Uma lesma no banheiro (a promessa)
Vivo
a experiência de não mais encontrar uma lesma no banheiro. Não brinco com essas
coisas, mas acredito no poder de satisfazer precisões, tomar tento e
desencadear fatos, buscar caminhos. Tenho minha planilha agora para antever
futuro. Mas antes era no papel de pão ou em sonhos acordado aos embalos de uma
rede no corredor da casa.
Era
sempre no período chuvoso que elas apareciam. Escorregando devagarinho sobre
aquela gosma brilhosa, aquele meio viscoso, de alta tensão superficial que as
permitia rastejar como se voassem. Deixavam rastro lustroso. Marcas de presença
nojentinhas. Eu me dou com corredor. Mas não com lesmas.
De
forma que não é uma ilusão, uma fantasia quando me pego a reviver carreiras
alegres pelo corredor de uma casa em terra firme. Uma alegria sem regras ao me
abalar da sala à porta da cozinha e me largar aos prodígios do quintal. Cajueiros espalhados e minados de frutos
travosinhos, castanholas discretas, ameixas de roxear os beiços. Jacas das
porrudas, abieiro... silêncio.
A
moça do outro lado da cerca desejando caju com sal. Não sou de brincar com
essas coisas, mas era sinal de menino. Tinha um neném naquela barriga. ‘Deu
passo em falso, ninguém num me tira da cabeça’. Outra carreira pelo corredor.
Ia dar na rua...
Atravessava
com mais de mil sem olhar prum lado ou pro outro. Me aninhava ao pé da
mangueira e mirava do outro lado da rua, minha casa. Pensava que sempre fosse
morar daquele jeito. Casa com corredor e banheiro, lesmas no inverno. Cajueiros
no quintal.
Deu
foi do contra. Cuidei de me aviar na promessa com a Santinha.
Não
sou de brincar com essas coisas. A pequena desejou e meses depois pariu uma
menina loirinha. Na casa dela todo mundo comeu abiu. Silêncio. Sumiram.
Nos
encontramos mais tarde, nos trançados da baixada. Quarto/sala/cozinha. Retrete
partilhada com os vizinhos da vila e distante das casas. Tinha que caminhar por
uma ponte mal arranjada para chegar até lá. E levar papel. Banho era na
proteção do encerado e na cuia. Lesma. Mina de lesmas apareciam, aqui, acolá e
não se acanhavam em varar fora da época das chuvas. O piso, as paredes do banheiro
improvisado eram marcadas por aquele traçado viscoso.
A
menina loirinha já estava crescida, folgava pelas pontes. Deu uma hora que na
peraltice se desequilibrou e caiu no alagado. Da janela de casa vi a cena.

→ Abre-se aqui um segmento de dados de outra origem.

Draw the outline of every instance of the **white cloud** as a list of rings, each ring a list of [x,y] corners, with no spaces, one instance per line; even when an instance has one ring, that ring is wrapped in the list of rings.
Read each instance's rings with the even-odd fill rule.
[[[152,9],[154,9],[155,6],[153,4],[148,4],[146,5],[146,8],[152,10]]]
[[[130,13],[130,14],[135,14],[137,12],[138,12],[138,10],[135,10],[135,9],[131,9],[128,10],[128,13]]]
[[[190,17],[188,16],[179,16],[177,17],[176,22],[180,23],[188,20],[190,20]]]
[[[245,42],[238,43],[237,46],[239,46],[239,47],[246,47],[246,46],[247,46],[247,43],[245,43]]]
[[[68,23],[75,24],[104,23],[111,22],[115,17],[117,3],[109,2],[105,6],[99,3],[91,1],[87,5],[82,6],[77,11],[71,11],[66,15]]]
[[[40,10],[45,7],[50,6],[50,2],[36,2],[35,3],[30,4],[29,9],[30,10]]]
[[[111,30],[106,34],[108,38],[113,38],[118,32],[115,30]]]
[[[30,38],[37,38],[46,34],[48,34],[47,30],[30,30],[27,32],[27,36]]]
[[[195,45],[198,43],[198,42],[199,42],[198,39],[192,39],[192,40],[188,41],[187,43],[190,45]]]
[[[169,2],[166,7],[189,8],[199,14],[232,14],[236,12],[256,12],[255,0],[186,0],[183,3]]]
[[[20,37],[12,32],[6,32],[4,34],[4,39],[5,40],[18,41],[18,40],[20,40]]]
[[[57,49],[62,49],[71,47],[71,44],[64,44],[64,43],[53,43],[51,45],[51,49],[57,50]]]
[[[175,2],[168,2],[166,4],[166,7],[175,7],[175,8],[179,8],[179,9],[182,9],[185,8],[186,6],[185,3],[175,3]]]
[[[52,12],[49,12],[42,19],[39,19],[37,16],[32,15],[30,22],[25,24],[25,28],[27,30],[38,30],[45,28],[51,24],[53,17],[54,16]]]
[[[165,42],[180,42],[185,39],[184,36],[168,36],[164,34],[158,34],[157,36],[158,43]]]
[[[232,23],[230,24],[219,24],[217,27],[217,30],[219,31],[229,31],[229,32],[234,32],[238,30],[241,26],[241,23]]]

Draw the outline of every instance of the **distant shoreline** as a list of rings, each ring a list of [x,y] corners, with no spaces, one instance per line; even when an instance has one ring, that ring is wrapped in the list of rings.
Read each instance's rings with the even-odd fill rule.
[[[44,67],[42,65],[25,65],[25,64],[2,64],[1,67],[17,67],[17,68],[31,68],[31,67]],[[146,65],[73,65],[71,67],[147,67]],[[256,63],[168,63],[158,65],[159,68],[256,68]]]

Corri para acudir. Engoliu água da vala, teve infecção grave. Outra promessa.
Não
havia quintal, nem prodígios, nem desejos. A vida era uma aventura de
conquistas diárias. Os milagres acontecendo. A criança se recuperou, a família
conseguiu um terreno no Coqueiro, com quintal. Não mais os vi.
A
peleja pra cá pr’essas bandas continuava.
Não
sou de brincar com essas coisas. Mas sentia saudade dos cajueiros, e dos sonhos
acordado aos embalos da rede no corredor. As desabaladas de fora a fora no
corredor eram uma maravilha, atar a rede lá pra dormir, nem tanto. Aos
primeiros movimentos da manhã, era o primeiro a levantar, tirar a rede para
abrir espaço às lidas do dia. Nessa leva, se aprontar, se entalcar e... escola.

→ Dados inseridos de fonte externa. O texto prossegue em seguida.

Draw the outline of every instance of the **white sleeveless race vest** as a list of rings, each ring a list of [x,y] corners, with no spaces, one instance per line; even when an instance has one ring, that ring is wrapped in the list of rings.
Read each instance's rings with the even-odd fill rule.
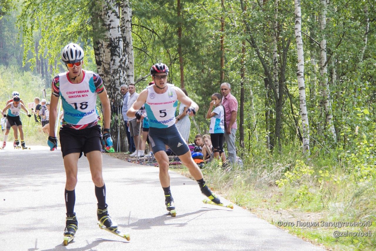
[[[71,83],[67,73],[59,75],[59,93],[64,111],[64,120],[71,125],[86,125],[97,120],[96,87],[93,72],[85,70],[82,81]]]
[[[145,108],[150,127],[167,128],[175,124],[177,95],[174,85],[166,85],[167,91],[162,94],[155,92],[154,85],[146,87],[148,94]]]
[[[223,106],[218,105],[215,107],[213,112],[217,114],[210,118],[210,125],[209,126],[209,133],[224,133],[224,113]]]
[[[17,106],[14,106],[14,104],[13,102],[11,102],[11,108],[8,109],[8,116],[11,117],[17,117],[20,116],[20,111],[21,110],[21,103],[18,103],[18,105]]]

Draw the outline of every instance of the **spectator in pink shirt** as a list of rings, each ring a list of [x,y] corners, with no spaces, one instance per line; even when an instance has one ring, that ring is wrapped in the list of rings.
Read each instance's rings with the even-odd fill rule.
[[[222,93],[222,104],[226,114],[224,118],[224,139],[227,145],[229,159],[232,164],[236,161],[236,148],[235,147],[235,134],[238,129],[236,117],[238,115],[238,100],[231,95],[231,85],[228,83],[221,84]]]

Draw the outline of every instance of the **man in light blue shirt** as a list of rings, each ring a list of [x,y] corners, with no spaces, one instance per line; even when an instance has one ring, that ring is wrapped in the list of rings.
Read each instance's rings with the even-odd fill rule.
[[[124,120],[124,123],[125,124],[125,129],[127,132],[127,138],[128,139],[128,154],[133,152],[136,151],[136,147],[133,138],[130,137],[130,133],[129,132],[129,127],[127,125],[128,122],[128,116],[127,116],[127,112],[128,111],[128,106],[127,102],[129,97],[129,93],[128,91],[128,85],[122,85],[120,87],[120,91],[123,95],[123,108],[121,109],[121,113],[123,113],[123,118]]]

Mas... sem comparação com a baixada, onde era tudo mais emboloado. Sem
corredor, era um por cima do outro. De manhãnzinha era um aperreio só para as
precisões e tinha a legião de lesmas.
Penso
nos outubros próximos e em todos eles, meu agradecimento à Santa. Vi a
mobilização popular forçar medidas acanhadas de governo, que com toda a
derrota, drenaram a água de boa parte dos alagados que tínhamos na Pedreira.
Quando
me perguntam sobre os meus agradecimentos à Santa, todo ano, uma resposta justa
me vem de prima. Vivo a graça de não mais encontrar uma lesma no banheiro. E,
de ganho, retomar um corredor que me dá
fantasiar, em desabaladas carreiras de fora a fora da casa, encontros com
pródigos quintais e com a moça desejando caju com sal.